Risk-avoiders are actually increasing the risk

As even Morgan Stanley’s share price drops 50% this year, Franco-Belgian lender Dexia enters emergency talks on possible break-up (and Greece’s failure to meet 2011 budget targets will be turned into new 2012 targets), pressure mounts for UBS to be broken up while RBS, Bank of America and Merrill Lynch also struggle, investors look around for the new ‘safe’.

But the routes they are following to achieve this are just more of the same, and therefore are not reducing their risk but increasing it.

“Investors are funnelling more assets into hedge funds that protect them against extreme events” this article reports.

In a very uncertain world, the idea is effectively to take out ‘insurance’ against unlikely but severe events.

The problem is two-fold.

First, hedge funds are highly leveraged, highly ‘uncertain’ instruments, and so what appears like safety is actually introducing more volatility into the system.

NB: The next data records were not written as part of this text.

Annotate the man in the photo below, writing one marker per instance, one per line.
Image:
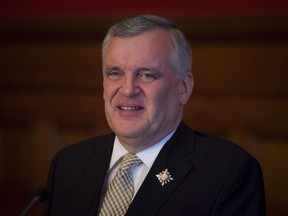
(147, 82)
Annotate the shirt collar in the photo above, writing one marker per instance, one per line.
(147, 155)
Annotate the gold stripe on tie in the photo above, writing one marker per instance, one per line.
(120, 191)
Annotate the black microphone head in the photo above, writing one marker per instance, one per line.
(42, 193)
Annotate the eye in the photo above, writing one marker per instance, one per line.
(113, 74)
(147, 76)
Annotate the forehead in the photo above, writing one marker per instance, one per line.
(153, 44)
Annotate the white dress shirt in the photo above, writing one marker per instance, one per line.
(139, 173)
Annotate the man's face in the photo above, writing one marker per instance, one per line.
(143, 99)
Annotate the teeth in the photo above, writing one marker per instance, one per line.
(130, 108)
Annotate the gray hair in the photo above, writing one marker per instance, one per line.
(181, 56)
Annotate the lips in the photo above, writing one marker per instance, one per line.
(130, 108)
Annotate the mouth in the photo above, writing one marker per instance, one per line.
(130, 108)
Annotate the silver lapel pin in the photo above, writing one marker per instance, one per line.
(164, 177)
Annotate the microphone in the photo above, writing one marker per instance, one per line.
(41, 195)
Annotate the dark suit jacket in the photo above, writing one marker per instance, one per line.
(211, 177)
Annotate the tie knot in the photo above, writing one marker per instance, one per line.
(128, 161)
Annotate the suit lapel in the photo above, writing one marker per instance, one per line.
(97, 164)
(152, 195)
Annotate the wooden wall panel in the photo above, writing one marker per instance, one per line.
(51, 97)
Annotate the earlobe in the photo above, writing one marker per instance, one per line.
(186, 88)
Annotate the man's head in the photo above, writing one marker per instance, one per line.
(147, 79)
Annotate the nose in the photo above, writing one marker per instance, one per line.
(129, 86)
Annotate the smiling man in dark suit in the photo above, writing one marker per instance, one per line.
(147, 81)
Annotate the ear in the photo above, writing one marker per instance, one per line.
(186, 87)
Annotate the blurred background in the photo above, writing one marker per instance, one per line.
(51, 82)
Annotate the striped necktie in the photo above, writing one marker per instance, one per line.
(120, 191)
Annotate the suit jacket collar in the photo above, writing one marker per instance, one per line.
(174, 156)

And second, if one of these uncertain events happens, the hedge contract will kick in. The entity who bought the hedge will ask for compensation to pay for the “extremely unlikely but severe event”, and the entity that sold the hedge will now come under even greater stress as it tries to settle the deal.

With banks in the precarious state they are in, it might only take one “extremely unlikely but severe event” to place the system — the straw that broke the camel’s back.

Considering the system as a whole, this step increases the net volatility, and therefore increases the risk of the system. And therefore it increases the risk to the individual taking out the hedge.

A Mexican stand-off does not become any safer if one party points a larger gun at the other party’s head.